孙氏被堵得回不过话来,气的脸都青了,张了好几次嘴,却没憋出半个屁,只好拍着大腿根子朝着围观的众婆子媳妇数落道:“乡亲们啦,都来看看,都来看看啦,李四娘勾搭我家的相公,还反咬我一口呀,我比那窦娥还要冤啦我!老天爷咋就不来个天雷,把这祸害给收去啊”

十几年了,李四娘和孙氏妯娌两个三天一小闹,五天一大闹,这些看热闹的婆子们早就麻木了,这会儿听了孙氏的哭诉,大伙儿只当好笑,撇着嘴嫌弃一番,没谁说句公道话。

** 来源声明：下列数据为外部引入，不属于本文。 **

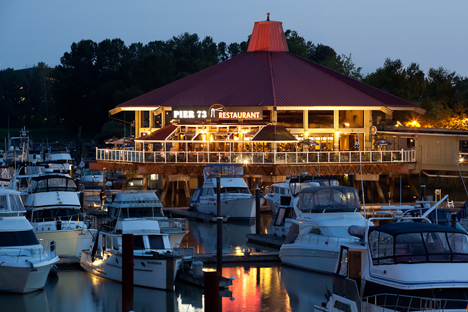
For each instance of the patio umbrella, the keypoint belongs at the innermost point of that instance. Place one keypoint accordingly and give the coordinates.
(382, 142)
(307, 142)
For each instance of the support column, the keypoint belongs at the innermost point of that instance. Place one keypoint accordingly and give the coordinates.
(336, 132)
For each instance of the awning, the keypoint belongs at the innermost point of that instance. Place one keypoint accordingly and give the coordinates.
(158, 135)
(274, 134)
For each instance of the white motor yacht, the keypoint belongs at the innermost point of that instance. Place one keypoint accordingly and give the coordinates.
(25, 262)
(155, 262)
(323, 215)
(146, 205)
(236, 200)
(54, 210)
(281, 194)
(409, 264)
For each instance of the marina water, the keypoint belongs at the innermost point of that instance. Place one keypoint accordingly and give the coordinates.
(256, 286)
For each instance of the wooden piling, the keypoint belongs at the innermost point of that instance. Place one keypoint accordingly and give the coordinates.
(257, 211)
(211, 291)
(127, 272)
(219, 222)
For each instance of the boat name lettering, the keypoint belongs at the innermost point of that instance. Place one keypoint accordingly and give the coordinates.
(381, 272)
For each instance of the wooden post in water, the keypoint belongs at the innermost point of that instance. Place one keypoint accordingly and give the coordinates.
(219, 223)
(257, 211)
(211, 291)
(454, 220)
(127, 272)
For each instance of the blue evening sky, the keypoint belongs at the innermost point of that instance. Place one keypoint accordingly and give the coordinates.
(429, 32)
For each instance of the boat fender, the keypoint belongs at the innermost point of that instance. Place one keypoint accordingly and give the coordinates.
(358, 231)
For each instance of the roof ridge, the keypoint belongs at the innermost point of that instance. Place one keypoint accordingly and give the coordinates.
(304, 60)
(236, 58)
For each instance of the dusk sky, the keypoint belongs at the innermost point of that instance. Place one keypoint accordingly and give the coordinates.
(429, 32)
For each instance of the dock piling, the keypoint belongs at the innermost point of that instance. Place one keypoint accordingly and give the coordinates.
(257, 211)
(219, 223)
(127, 272)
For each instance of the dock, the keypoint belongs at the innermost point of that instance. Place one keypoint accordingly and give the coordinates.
(184, 212)
(268, 240)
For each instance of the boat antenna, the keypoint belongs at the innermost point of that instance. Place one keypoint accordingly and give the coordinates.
(362, 185)
(456, 161)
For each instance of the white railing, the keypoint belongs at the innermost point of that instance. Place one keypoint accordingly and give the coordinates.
(287, 158)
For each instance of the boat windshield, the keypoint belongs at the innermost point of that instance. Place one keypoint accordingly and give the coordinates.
(18, 238)
(15, 204)
(65, 214)
(418, 247)
(144, 212)
(329, 199)
(55, 183)
(224, 171)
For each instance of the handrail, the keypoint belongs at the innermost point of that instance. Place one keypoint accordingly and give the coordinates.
(250, 157)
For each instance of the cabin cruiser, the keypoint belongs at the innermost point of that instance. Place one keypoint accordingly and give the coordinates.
(323, 215)
(146, 205)
(281, 194)
(236, 200)
(407, 263)
(25, 260)
(155, 262)
(54, 209)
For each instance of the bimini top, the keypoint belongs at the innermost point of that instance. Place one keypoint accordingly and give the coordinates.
(329, 199)
(398, 228)
(417, 242)
(223, 171)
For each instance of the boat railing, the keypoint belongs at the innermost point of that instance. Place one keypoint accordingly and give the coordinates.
(251, 157)
(46, 251)
(402, 303)
(324, 240)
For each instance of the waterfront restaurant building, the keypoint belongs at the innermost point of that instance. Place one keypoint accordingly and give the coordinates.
(273, 111)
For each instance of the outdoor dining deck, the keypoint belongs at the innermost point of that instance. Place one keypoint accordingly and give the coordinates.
(283, 158)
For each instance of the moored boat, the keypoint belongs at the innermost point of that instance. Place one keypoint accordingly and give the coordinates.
(155, 262)
(236, 200)
(25, 262)
(323, 215)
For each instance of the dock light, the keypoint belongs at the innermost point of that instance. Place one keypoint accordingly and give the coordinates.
(238, 251)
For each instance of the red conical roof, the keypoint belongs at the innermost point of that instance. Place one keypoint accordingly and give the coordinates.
(268, 36)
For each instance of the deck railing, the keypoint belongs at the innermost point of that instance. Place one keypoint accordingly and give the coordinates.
(286, 158)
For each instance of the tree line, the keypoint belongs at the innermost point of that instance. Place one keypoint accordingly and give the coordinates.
(93, 78)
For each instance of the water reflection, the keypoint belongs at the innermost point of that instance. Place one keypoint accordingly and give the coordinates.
(305, 288)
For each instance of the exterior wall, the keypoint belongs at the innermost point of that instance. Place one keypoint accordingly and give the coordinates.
(435, 153)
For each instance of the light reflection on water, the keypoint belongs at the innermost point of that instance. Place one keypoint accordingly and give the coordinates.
(256, 287)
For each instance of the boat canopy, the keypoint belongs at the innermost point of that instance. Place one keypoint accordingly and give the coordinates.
(49, 183)
(417, 242)
(223, 171)
(10, 201)
(329, 199)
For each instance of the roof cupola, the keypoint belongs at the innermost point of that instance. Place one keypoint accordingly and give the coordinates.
(268, 36)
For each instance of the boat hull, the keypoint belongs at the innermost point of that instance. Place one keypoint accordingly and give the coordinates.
(154, 272)
(240, 208)
(69, 243)
(23, 278)
(314, 258)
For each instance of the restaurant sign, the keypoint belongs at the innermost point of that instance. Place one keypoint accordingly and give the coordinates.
(218, 111)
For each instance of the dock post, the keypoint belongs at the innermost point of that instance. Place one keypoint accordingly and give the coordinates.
(211, 291)
(127, 272)
(454, 220)
(257, 211)
(219, 223)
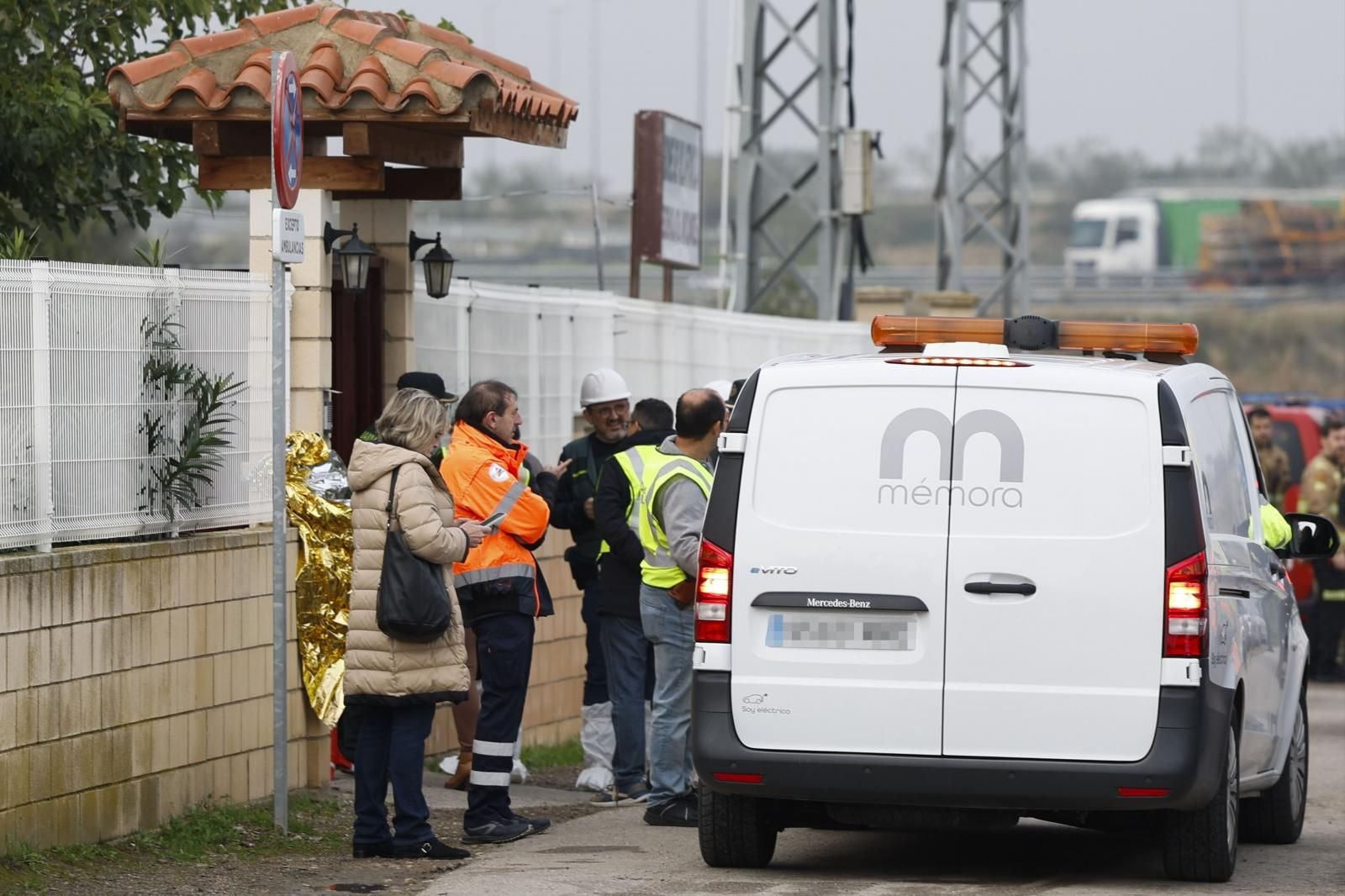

倒是有那些循声来瞅热闹的怡红院姑娘们,三五成群,捂着嘴巴咯咯咯娇笑着打趣儿:“哎呀,要我说牡丹姐姐都金盆洗手多少年了,还被人揪着尾巴不放咧,这也难怪,谁让牡丹姐姐生的花容月貌,扎了有心人眼啦?”

“就是就是两人打这么些年,就听牡丹姐勾搭她家男人,姐姐也瞎眼了,咋不勾搭别人家的?就她家男人那个熊样儿,还瞧得上?呃”

说话的姑娘捂着嘴,突然“噗呲”一声,笑的直不起腰,“金花儿可说了,五个数还没数完,就完事儿,哈哈哈哈哈”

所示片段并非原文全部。